In February 2015, I joined Carminda Aldeza and her family in the groundbreaking ceremony of the hospital lobby areas for the JP Rizal Memorial Hospital in Calamba, Laguna, the only charity hospital in the Laguna area.

2017

(left to right): Camillo Geaga, Marc Butiong, and Dale Asis visits the completed waiting lobby for the Calamba Municipal Hospital

In August 2017, the NEXTGEN 2017 participants Marc Butiong, Camillo Geaga and I visited the municipal hospital in Calamba, Laguna. I am proud to share the completion of the hospital lobby. The donation resulted in the completion of the covered lobby for the emergency hospital, the covered waiting area, and the outpatient services lobby. Now, the patients do not have to wait in the elements. Besides the request of additional paint for the emergency lobby awning, mission accomplished.

(left to right): Richard Lee, hospital staff, Dr. Amy Belarmino, Marc Butiong, Dale Asis, Camillo Geaga, and Mahli Sales) presenting an office printer and FAX machine to the JP Rizal Memorial Hospital staff

 

In addition, the Bayanihan Foundation donated a printer and a FAX machine for the hospital administration use. The completion of this project is especially significant and an important milestone for me. This project demonstrated the persistence, patience and commitment of many people behind the scenes that made this project possible.

 

 

Crab Mentality

Filipino crab mentality is the desire to outdo, outshine or surpass another (often of one’s same ethnic group) at the other’s expense.

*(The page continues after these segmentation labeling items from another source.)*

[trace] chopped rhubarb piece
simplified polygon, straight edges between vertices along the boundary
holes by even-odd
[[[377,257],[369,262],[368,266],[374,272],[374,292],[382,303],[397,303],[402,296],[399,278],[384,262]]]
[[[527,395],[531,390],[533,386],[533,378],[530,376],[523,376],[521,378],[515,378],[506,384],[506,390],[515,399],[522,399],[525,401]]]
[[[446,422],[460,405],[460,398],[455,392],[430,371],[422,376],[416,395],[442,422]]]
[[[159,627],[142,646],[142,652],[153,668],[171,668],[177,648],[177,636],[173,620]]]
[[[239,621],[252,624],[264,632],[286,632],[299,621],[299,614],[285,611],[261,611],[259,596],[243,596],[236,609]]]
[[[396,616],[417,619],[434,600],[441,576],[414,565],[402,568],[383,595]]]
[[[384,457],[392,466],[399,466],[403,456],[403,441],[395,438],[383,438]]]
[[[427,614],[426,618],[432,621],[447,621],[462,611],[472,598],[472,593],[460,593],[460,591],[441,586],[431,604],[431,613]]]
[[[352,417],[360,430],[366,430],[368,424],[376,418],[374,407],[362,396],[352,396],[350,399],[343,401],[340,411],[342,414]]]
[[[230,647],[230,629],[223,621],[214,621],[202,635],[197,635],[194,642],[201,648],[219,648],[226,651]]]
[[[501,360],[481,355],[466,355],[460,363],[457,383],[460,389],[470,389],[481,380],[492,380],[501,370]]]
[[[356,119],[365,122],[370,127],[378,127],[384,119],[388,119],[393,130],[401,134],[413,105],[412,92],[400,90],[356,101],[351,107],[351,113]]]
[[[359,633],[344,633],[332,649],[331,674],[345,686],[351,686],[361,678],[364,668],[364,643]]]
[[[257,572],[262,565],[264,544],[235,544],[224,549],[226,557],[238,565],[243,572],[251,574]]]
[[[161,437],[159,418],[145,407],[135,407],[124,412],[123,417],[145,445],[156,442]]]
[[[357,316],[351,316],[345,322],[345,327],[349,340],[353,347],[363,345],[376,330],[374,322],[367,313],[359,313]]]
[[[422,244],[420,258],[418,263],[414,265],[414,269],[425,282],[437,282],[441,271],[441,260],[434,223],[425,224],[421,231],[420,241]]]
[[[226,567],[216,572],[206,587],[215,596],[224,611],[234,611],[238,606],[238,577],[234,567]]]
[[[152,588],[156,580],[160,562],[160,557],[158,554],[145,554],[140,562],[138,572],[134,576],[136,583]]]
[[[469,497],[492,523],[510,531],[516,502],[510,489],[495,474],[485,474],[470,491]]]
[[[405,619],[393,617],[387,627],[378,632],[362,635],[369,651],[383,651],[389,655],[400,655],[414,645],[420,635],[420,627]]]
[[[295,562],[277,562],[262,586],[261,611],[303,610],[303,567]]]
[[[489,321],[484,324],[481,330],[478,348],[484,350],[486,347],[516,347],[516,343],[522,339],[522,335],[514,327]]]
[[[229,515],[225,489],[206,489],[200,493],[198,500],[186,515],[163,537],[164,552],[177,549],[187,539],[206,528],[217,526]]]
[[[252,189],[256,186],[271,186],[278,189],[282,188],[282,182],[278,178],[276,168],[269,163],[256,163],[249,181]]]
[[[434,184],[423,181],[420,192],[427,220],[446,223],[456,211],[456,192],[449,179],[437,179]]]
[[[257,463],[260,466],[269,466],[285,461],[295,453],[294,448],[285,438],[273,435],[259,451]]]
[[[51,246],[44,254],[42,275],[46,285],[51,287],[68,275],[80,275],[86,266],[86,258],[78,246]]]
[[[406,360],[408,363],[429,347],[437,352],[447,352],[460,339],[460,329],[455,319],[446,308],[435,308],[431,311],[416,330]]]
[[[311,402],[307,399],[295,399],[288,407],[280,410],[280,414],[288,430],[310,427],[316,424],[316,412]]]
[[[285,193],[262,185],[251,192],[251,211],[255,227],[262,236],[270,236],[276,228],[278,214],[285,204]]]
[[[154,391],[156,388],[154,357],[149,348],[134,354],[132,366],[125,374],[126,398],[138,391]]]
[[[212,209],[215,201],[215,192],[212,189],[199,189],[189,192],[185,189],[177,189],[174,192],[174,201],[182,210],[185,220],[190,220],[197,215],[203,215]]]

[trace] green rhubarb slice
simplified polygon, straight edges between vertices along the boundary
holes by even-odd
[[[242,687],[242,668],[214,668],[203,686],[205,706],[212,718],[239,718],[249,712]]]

In this project, I was confronted with intense cultural challenges that I did not expect in my endeavors to raise funds for community projects. These cultural challenges include intense competition among Filipinos and the pervasive ‘crab mentality’ (Nadal: Filipino Psychology, 2009).  Crab mentality is the desire to outdo, outshine or surpass another (often of one’s same ethnic group) at the other’s expense.  These challenges include fragmentation and distrust and intense competition. I’ve realized that these cultural challenges run deep and might be the main reason Filipinos are not unified to face together larger community challenges including combating poverty in the Philippines, the big gap in income between the rich and the poor and increasing out-migration. Without any solution in mind, I began to accept the crab mentality thinking and just soldier on. This project somehow embodied how Filipinos could overcome deep fragmentation and distrust among each other called ‘crab mentality’. This story renewed my hope on the Filipino community spirit of giving. I slowly evolved from pessimism to optimism.

Special Thanks

I would like to thank a lot of people who made this project possible including the ‘Adorables’ (Carminda Aldeza, Dr. Dorothy Anoina, Aurora Gagni and Eva Torres). They changed my perception from pessimism to optimism. They bonded and worked hard to put together a terrific fundraising party, to raise funds to build a hospital lobby in Calamba, Laguna,  in memory of the late Peter Aldeza. They are a living testament that Filipinos could overcome the cultural challenge of ‘crab mentality’ and worked together in Bayanihan, for the common good. Special thanks go to Evelyn Castillo, the Bayanihan Foundation’s Liaison that made multiple trips to Calamba to make this project happen. Special thanks also goes to: Dr. Borlongan and the hospital staff of JP Rizal Memorial Hospital; Dr. Doreen Sales; Dr. Amy Belarmino; Christine Aldeza Krogmann; Sionie Sales; Shirley Pintado; the continued support of the Bayanihan Foundation board and the many donors that supported this project.

“As a familiar story goes, one can leave a basket full of crabs and not worry that a single one of them can ever climb out of it and escape the cooking pan.  The moment one succeeds in pulling itself up an inch, there will be a dozen claws that will make sure it doesn’t make it to the top.” (Mejorada: The Filipino Express, 1996)

 

Honoring Peter Aldeza (left to right): Dale Asis and Carminda Aldeza

Honoring Peter Aldeza (left to right): Dale Asis and Carminda Aldeza

In the end, the indigent patients of Calamba, Philippines benefited with new hospital lobbies where they could wait in comfort and not out in the open.  I have indeed renewed my spirit. The Bayanihan spirit of community giving, Kawang Gawa is alive and well.